Moving Mountains
Nisar works at the Ministry of Road Transport. If you don’t know much about government jobs, there’s surely one thing you know - things move at a snail’s pace. I met Nisar after many years, and naturally we got to talking about his job.
“I’ve been in this department for 7 years now. 7 years! It’s incredible how much power you have once you’re in the system”.
He speaks of his job very passionately. He’s the lead ML Engineer in the Ministry, having created the position when he first joined. He has since led initiatives for where roads should be constructed based on all the data the government has collected about public movement. He describes how his team decides where the roads should be built.
He tells me how they end up using really simple ML models, and most of the things can just be done using regular Excel Sheets (!!), and that the core engineering isn’t actually very difficult.
“Doesn’t that bother you though?
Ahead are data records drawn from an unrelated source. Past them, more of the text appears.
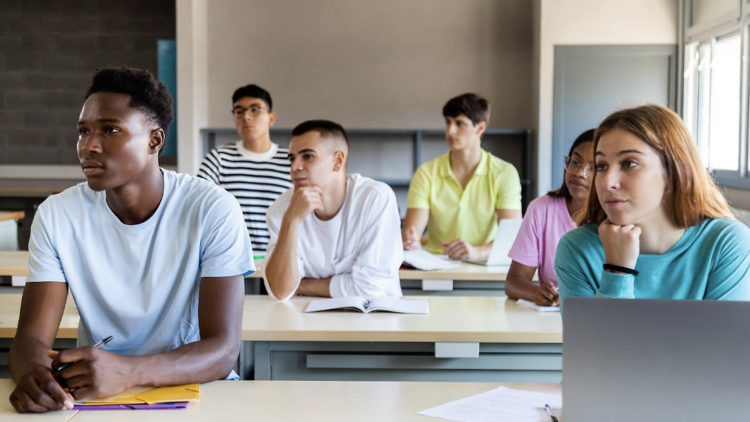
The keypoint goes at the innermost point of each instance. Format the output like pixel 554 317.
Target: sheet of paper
pixel 426 261
pixel 499 405
pixel 534 306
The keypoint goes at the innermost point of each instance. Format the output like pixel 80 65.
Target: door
pixel 591 82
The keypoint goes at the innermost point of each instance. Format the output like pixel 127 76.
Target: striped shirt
pixel 255 179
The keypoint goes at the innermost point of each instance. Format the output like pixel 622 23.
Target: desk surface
pixel 10 307
pixel 16 263
pixel 451 319
pixel 11 215
pixel 304 401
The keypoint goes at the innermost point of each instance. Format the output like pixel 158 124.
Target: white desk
pixel 291 401
pixel 281 342
pixel 514 344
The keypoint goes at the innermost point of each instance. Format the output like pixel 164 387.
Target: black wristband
pixel 610 267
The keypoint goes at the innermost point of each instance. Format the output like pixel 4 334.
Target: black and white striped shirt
pixel 255 179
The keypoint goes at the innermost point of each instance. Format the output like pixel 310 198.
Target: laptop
pixel 507 231
pixel 655 360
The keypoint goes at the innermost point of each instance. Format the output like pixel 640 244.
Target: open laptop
pixel 655 360
pixel 507 231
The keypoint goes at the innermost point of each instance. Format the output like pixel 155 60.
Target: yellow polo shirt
pixel 469 214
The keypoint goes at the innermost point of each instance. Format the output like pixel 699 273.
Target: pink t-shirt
pixel 546 221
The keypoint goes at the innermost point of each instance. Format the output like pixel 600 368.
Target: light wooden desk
pixel 466 280
pixel 9 230
pixel 14 263
pixel 498 340
pixel 10 307
pixel 292 401
pixel 503 341
pixel 11 215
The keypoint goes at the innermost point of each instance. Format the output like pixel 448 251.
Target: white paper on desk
pixel 499 405
pixel 423 260
pixel 534 306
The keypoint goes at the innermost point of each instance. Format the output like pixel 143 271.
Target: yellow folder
pixel 147 395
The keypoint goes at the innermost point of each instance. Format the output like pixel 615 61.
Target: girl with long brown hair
pixel 655 225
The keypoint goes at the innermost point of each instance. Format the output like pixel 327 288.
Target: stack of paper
pixel 426 261
pixel 499 405
pixel 173 397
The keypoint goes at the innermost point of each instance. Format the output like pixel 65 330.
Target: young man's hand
pixel 305 200
pixel 94 373
pixel 39 392
pixel 411 239
pixel 547 295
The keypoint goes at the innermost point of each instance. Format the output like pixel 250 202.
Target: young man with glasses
pixel 253 169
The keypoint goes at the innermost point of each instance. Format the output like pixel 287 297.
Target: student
pixel 547 219
pixel 333 234
pixel 655 226
pixel 462 195
pixel 153 258
pixel 254 169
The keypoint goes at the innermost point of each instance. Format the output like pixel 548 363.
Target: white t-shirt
pixel 360 248
pixel 139 283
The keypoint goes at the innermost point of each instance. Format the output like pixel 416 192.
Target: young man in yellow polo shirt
pixel 462 195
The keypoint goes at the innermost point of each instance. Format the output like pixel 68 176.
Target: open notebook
pixel 173 397
pixel 379 304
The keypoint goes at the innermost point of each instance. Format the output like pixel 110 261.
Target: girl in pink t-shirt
pixel 547 219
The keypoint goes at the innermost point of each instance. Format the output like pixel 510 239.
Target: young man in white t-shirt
pixel 153 258
pixel 254 169
pixel 333 234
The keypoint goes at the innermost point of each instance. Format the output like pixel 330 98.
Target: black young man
pixel 153 258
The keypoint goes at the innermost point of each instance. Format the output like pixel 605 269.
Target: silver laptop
pixel 507 231
pixel 655 360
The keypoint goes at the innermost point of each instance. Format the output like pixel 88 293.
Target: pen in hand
pixel 549 412
pixel 96 346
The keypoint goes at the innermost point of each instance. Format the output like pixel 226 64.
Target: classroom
pixel 595 150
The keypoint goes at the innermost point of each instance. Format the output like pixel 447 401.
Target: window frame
pixel 695 37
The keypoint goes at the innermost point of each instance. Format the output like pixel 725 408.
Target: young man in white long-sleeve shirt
pixel 333 234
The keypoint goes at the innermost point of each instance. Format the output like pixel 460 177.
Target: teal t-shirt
pixel 711 261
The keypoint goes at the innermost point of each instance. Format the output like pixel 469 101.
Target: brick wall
pixel 49 50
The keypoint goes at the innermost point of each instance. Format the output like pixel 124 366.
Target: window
pixel 714 107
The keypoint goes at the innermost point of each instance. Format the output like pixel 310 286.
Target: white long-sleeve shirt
pixel 360 248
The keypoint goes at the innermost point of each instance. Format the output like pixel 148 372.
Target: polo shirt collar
pixel 445 164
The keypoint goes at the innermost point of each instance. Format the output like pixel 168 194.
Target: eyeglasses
pixel 572 166
pixel 239 112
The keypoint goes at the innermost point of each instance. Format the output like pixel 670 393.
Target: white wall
pixel 385 64
pixel 590 22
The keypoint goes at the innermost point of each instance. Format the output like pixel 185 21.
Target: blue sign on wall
pixel 167 65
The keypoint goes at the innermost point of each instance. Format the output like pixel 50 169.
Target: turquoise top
pixel 710 261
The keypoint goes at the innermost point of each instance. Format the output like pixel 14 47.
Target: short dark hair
pixel 476 108
pixel 326 128
pixel 254 91
pixel 563 192
pixel 147 94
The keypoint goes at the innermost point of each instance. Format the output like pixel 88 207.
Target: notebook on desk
pixel 655 360
pixel 507 231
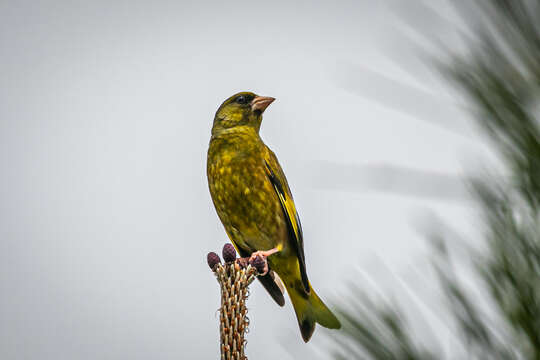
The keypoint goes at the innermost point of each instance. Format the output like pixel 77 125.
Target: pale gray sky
pixel 106 110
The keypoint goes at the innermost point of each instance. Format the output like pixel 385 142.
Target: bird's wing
pixel 279 181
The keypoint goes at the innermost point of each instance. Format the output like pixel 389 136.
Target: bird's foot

That you you're far from doing sophisticated engineering, and that things move extremely slowly. You've done complicated engineering in the past, and what you're doing now is rather elementary!”.
I think of the answer he told me a lot. He said
“You must understand that my job is getting the work done within the bounds of my organization. One’s problem statement is not just that part where one sits down by themselves and punches away at a keyboard. It’s the holistic process of moving the entire organization just a millimeter beyond where it was before one started. My problem statement was never to sit down and do sophisticated engineering with government data. It was to meaningfully deploy the results of some engineering work out on the field. And once I define the problem statement that way, I accept the limitations of my organization, and the slowness doesn’t bother me."